His mouth tightened. “I don’t want to be alone. I’m tired of being alone.”
“You’re not alone. Your dad might be a piece of shit but he’s there. Your mom cares. This bedroom has more tech than a lab. They love you; they’re with you. It might not be how you need, but trust me, when it’s gone, you’ll feel the vacuum they leave behind.
“Shit’s bad now, and I’m not saying it’s not going to get worse, but is this really the solution?”
This time, when his eyes drifted open, I saw the entreaty there.
It had engulfed the fear and the self-righteous anger.
“What do I do?”
“You don’t kill innocent people. You don’t terrorize them. You go to your mom and you tell her what you were planning.

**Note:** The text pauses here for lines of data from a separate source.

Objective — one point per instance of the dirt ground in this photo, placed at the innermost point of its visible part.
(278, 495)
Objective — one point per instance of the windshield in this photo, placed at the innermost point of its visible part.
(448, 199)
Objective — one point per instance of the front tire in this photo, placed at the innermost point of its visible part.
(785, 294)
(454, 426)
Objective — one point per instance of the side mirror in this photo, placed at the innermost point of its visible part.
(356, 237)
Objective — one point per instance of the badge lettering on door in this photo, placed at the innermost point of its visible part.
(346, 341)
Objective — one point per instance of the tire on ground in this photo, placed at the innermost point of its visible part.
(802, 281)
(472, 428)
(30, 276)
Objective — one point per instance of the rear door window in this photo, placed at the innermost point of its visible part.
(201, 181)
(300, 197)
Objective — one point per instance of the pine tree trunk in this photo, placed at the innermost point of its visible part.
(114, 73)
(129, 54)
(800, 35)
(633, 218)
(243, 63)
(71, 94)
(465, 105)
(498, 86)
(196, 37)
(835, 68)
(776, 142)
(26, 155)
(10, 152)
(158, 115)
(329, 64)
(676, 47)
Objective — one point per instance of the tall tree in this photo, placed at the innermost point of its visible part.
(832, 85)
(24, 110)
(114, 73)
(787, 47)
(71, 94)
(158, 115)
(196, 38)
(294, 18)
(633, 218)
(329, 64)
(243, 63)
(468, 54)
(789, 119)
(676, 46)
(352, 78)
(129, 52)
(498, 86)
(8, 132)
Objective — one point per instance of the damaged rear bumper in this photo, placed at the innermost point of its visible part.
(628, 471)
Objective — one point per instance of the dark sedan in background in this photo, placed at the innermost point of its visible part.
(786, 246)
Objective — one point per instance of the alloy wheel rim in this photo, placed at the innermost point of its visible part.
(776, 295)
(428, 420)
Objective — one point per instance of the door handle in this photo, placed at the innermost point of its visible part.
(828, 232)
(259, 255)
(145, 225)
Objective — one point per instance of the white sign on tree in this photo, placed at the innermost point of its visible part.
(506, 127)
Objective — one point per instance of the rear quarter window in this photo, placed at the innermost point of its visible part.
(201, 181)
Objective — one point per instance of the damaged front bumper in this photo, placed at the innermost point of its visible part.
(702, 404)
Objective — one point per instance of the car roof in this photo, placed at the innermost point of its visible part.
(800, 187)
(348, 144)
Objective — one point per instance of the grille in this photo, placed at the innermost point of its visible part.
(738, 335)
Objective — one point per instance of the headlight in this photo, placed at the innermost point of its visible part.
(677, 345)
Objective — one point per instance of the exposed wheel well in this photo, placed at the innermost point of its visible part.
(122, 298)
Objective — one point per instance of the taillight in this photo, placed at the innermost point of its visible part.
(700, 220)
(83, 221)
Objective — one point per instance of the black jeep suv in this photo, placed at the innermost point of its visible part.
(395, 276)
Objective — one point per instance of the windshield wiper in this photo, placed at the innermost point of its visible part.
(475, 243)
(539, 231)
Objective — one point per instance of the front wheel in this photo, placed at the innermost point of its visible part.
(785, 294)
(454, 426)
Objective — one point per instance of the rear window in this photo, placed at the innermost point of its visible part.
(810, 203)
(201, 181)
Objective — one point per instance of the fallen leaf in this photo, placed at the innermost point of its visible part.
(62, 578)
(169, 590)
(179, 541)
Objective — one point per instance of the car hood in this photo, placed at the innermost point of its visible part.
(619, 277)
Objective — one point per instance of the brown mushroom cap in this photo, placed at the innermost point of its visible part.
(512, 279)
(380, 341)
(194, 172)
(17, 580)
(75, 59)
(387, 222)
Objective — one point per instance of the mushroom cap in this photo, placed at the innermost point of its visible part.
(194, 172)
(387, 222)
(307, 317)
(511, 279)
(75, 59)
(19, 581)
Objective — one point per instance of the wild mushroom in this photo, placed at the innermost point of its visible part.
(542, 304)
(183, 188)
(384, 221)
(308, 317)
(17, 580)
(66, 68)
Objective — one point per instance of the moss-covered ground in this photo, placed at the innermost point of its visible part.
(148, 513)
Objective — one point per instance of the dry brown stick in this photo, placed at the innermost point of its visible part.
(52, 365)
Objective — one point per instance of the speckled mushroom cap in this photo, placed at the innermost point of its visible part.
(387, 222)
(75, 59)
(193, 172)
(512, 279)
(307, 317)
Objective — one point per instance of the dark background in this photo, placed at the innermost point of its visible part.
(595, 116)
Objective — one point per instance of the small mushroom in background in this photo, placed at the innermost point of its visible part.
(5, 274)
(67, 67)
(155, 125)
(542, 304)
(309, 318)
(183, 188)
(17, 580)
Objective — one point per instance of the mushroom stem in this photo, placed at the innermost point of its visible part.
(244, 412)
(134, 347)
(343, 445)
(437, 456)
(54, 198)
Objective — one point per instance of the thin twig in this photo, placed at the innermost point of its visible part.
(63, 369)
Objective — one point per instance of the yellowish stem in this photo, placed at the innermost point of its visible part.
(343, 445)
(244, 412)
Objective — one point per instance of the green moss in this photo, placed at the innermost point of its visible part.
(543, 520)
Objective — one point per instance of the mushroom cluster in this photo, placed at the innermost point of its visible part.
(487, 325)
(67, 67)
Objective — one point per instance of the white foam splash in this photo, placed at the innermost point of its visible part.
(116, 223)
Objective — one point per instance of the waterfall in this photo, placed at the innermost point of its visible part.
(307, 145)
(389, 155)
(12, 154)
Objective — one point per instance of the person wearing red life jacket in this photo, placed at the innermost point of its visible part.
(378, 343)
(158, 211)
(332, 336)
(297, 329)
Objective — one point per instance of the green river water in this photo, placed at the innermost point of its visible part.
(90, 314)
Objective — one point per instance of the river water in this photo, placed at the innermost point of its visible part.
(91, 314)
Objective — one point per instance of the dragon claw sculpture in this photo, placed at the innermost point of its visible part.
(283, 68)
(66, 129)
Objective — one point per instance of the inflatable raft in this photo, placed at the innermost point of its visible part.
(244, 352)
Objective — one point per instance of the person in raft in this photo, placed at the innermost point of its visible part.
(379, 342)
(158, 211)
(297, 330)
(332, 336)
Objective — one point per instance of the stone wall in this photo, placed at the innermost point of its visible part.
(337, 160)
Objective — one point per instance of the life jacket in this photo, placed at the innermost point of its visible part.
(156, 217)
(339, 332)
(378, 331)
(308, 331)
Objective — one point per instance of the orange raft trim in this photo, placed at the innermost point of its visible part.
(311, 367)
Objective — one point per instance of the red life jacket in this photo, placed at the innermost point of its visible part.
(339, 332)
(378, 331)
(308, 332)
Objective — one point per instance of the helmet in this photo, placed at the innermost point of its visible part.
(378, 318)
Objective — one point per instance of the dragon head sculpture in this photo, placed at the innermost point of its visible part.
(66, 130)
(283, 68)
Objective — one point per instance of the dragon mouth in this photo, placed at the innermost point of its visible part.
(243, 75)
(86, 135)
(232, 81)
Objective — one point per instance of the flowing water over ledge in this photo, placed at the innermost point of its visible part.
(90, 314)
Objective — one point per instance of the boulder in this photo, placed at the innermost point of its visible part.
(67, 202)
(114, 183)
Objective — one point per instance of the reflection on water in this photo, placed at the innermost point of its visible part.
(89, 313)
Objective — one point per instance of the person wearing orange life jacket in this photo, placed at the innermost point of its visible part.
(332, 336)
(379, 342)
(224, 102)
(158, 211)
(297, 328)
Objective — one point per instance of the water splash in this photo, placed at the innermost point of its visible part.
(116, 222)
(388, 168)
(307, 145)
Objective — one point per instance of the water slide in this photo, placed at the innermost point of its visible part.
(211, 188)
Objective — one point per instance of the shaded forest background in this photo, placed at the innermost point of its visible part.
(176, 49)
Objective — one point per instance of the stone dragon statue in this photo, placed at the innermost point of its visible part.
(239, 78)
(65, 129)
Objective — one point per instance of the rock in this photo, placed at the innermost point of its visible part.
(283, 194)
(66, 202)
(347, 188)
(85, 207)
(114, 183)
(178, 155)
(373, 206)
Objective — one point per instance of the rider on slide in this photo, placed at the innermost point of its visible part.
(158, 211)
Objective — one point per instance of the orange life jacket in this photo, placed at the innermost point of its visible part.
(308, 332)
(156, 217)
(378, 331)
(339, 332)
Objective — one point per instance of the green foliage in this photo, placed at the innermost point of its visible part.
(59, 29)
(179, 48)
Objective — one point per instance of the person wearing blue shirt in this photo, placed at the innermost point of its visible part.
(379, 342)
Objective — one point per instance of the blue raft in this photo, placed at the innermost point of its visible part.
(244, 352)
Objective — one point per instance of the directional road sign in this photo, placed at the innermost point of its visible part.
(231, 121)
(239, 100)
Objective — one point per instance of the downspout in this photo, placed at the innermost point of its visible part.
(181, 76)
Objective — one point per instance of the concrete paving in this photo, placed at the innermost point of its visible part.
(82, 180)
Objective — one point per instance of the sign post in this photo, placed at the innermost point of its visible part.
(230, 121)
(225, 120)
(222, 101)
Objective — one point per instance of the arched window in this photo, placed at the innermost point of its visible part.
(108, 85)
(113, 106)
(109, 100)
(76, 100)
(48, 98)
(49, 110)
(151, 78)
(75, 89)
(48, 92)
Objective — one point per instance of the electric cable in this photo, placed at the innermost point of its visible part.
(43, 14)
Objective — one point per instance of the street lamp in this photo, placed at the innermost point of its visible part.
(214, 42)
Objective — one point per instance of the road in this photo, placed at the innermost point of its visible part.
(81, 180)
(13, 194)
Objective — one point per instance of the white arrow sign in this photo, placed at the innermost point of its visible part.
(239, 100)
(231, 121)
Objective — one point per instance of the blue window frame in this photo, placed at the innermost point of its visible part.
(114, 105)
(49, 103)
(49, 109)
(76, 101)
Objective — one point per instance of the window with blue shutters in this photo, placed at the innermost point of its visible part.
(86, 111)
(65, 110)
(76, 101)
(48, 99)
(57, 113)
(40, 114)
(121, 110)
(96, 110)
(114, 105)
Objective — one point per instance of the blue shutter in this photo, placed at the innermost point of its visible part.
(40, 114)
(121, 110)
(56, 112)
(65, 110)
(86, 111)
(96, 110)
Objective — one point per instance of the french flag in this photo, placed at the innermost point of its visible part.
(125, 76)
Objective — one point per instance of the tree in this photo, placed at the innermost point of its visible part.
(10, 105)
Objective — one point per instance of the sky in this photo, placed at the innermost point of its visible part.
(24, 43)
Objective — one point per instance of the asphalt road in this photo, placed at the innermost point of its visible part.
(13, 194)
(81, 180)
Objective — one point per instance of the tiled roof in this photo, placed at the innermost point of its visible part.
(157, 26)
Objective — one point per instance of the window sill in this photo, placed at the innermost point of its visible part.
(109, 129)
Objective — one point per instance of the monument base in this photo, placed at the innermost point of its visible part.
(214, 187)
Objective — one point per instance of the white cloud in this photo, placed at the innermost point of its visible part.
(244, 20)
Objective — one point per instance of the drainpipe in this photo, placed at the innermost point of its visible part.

You tell her that you were going to kill yourself.”
“She’ll—”
“What? She’ll punish you? You think jail’s a walk in the park? You think having your PS5 taken away is worse than that?”
“N-No, but they’ll look at me different—”
“Better for that now than after you’ve murdered your class, right? You think she’ll look at you with love then? Think she’ll visit you in jail?”